This is just a quick-and-dirty round of impressions. It is not made any easier bu the fact that I cannot very well do much without programming. But basically:
- K-core reductions have a big problem: they tend to generate graphs that are highly connected, and become difficult to read, even for low numbers of nodes. I can see the codes, but visually not really keeping track of which code is connected to which. This is true of all types of K-core reduction.
- Giatsidis has the opposite behaviour: graphs reduced to a small number of codes tend also to have few edges, and they break down into many connected components. A clear giant component is still visible at ~150 codes, but for smaller ones (~50 codes) the giant component breaks down completely. This is not necessarily a problem. Additionally, it tends to produce trees. This may be a problem, as clearly trees cannot be interpreted as hierarchies of codes, and then you do not really know what you are seeing. Triangles and clusters of triangles help see deep, multi-way relationships.

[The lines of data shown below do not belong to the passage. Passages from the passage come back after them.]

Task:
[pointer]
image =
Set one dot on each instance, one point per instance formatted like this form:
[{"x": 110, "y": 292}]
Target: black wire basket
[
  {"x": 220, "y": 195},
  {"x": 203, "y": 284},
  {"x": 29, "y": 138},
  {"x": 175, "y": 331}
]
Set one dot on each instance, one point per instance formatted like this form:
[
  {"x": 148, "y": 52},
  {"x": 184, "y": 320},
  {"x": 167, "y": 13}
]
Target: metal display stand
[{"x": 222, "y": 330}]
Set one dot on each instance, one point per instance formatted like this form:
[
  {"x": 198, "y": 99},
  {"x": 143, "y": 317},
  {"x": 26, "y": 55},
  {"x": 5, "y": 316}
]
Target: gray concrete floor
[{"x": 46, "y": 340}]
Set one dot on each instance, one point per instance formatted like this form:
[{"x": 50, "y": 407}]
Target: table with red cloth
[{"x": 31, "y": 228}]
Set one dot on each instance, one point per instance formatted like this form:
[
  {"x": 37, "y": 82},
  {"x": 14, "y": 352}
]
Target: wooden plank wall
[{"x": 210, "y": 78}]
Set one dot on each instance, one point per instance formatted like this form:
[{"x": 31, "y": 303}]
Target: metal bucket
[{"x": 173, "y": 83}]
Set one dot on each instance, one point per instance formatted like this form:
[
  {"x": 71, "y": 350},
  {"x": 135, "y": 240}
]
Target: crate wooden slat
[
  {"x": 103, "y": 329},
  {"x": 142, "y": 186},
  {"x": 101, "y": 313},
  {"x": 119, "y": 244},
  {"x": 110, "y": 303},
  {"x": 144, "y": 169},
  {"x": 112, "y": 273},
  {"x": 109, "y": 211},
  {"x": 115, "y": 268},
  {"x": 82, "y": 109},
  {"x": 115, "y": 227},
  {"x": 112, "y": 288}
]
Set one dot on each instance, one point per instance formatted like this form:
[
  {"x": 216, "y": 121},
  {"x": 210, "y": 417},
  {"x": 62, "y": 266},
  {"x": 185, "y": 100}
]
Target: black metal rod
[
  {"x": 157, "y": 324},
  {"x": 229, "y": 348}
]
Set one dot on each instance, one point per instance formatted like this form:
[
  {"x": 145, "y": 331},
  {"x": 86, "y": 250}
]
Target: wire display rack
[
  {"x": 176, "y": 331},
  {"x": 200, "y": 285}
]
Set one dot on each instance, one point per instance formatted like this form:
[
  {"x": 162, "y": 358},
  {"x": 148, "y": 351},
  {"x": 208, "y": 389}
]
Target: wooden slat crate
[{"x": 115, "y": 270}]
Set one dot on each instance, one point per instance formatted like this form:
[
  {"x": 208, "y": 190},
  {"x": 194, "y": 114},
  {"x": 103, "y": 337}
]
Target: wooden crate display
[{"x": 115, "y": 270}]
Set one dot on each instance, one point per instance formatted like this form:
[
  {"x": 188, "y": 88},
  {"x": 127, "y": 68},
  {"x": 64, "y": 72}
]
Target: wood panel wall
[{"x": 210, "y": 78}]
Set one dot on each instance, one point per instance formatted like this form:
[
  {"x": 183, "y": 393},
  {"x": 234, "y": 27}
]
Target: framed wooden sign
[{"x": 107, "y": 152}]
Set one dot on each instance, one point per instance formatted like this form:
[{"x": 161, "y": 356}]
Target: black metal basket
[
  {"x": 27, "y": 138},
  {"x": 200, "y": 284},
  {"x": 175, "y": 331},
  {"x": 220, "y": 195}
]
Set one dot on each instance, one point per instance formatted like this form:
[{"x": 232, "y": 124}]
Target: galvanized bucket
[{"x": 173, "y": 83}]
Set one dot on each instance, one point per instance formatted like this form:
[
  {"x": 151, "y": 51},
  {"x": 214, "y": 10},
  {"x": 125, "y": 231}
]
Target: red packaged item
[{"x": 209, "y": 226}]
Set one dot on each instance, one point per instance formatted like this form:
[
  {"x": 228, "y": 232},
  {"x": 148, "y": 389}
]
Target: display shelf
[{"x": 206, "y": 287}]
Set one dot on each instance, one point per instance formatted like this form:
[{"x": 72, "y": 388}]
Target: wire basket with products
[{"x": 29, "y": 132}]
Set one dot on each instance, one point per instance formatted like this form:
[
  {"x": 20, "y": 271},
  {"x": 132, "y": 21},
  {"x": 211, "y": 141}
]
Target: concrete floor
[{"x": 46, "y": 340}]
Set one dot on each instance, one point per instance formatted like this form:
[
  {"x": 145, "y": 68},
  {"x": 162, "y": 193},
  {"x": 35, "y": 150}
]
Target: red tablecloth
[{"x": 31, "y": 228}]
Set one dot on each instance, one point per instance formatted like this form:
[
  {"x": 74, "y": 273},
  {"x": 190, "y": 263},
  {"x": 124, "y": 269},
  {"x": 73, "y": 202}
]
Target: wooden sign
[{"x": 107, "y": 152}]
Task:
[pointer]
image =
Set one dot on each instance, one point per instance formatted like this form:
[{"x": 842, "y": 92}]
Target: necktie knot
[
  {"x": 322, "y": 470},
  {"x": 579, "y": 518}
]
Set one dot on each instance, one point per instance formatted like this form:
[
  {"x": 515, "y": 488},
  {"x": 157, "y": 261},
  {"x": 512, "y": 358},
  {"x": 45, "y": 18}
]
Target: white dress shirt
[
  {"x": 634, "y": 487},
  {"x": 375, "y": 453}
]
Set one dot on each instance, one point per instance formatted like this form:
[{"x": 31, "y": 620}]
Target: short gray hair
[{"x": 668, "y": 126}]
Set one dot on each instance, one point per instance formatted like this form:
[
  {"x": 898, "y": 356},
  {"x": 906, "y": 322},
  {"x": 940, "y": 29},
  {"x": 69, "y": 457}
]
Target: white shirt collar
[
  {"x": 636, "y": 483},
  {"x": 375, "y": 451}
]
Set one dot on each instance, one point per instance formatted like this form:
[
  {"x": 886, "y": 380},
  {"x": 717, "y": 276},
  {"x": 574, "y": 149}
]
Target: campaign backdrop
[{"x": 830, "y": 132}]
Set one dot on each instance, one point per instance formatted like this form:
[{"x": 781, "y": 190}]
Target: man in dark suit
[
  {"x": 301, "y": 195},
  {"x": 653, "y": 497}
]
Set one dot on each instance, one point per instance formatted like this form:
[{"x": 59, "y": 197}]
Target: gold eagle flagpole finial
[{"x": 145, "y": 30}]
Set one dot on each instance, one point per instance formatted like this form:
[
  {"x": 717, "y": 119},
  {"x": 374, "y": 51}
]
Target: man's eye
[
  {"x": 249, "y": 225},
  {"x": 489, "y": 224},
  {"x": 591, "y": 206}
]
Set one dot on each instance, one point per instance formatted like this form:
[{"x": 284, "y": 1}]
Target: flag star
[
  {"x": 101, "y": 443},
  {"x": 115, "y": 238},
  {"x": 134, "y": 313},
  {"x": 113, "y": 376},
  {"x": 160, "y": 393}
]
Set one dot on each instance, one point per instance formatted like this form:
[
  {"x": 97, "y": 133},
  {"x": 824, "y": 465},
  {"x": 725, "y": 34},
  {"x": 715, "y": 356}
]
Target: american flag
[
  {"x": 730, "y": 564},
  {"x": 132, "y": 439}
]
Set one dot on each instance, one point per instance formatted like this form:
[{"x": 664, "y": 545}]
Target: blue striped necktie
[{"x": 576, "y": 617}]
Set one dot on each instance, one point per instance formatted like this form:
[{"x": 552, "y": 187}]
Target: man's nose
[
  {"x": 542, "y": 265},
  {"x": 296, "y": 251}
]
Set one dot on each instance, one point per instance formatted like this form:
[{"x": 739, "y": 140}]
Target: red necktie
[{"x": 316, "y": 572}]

- Clique is like Giatsidis, but even more extreme.
- I have formed an opinion about the qualitative side of the different reduction methods (do they highlight different things?), but I will not share it here, as I do not want to influence Amelia unduly.
So, here is a suggestion for representing this result in one figure.

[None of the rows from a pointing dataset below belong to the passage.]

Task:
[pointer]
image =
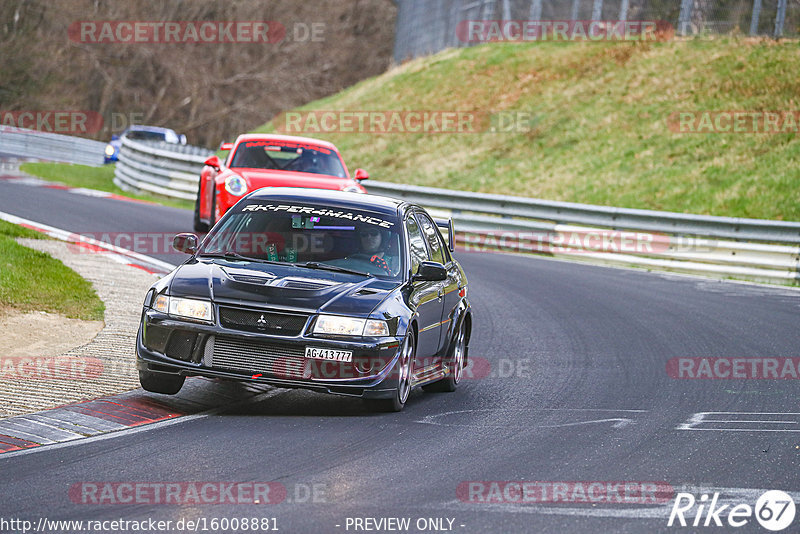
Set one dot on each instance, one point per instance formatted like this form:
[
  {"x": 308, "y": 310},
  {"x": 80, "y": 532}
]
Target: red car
[{"x": 266, "y": 160}]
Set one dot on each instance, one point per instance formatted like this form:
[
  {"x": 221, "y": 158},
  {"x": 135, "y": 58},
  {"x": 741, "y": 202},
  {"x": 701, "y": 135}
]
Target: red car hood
[{"x": 258, "y": 179}]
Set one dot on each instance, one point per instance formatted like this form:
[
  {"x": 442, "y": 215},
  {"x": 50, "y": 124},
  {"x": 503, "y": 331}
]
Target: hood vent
[
  {"x": 367, "y": 291},
  {"x": 305, "y": 283},
  {"x": 249, "y": 279}
]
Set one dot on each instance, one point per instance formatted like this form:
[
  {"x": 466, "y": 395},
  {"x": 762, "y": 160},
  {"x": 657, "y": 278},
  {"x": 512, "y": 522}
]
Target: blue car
[{"x": 141, "y": 133}]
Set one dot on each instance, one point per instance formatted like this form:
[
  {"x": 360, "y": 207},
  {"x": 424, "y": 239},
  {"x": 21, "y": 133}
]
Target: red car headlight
[{"x": 235, "y": 185}]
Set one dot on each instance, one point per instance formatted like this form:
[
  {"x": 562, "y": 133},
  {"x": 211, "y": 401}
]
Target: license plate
[{"x": 329, "y": 354}]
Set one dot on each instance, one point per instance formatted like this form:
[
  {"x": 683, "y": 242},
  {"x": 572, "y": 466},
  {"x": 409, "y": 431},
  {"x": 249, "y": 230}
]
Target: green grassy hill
[{"x": 601, "y": 132}]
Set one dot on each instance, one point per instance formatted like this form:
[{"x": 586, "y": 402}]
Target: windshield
[
  {"x": 314, "y": 236},
  {"x": 288, "y": 156}
]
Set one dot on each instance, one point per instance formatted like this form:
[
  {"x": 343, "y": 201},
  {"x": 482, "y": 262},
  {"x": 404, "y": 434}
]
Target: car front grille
[
  {"x": 273, "y": 323},
  {"x": 252, "y": 357}
]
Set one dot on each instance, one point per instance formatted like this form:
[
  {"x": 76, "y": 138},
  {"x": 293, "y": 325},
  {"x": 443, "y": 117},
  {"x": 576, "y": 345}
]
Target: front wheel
[
  {"x": 161, "y": 383},
  {"x": 403, "y": 368}
]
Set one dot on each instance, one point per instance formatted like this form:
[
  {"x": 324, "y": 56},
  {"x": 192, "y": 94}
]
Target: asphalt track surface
[{"x": 578, "y": 391}]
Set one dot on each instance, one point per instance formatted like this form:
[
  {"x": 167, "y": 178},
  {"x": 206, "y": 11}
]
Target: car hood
[
  {"x": 265, "y": 178},
  {"x": 283, "y": 286}
]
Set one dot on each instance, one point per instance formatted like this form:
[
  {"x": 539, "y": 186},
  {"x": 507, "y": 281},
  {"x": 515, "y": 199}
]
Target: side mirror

- Consider a smaller domain (0-200 nodes, for example).
- Put your curves onto one single graph
- Use the same scale for both axis; if this is impractical, draw a reference 45° line, the locus where the number of nodes is equal to the number of edges.
This will show us how different techniques reduce the graph in the relevant domain. Your own work, @melancon, tells us that networks where
number of edges > 4 x number of nodes become unreadable. Ideally, we still want a giant component to emerge, as that will represent the core of the study. This means that the optimal zone is somewhere between 1.1 and 4 edges per each node.
It would be simple to also make curves depicting the number of connected components vs. the number of nodes for each method. I am not sure what that would teach us, because I am an unsure as to how @amelia would interpret a graph divided into many components.
Final issue: I think @amelia needs a bit of help in arriving at graphs that she can attempt to interpret. At the very least, she needs encouragement to install Tulip, and a little help to start engaging with the files.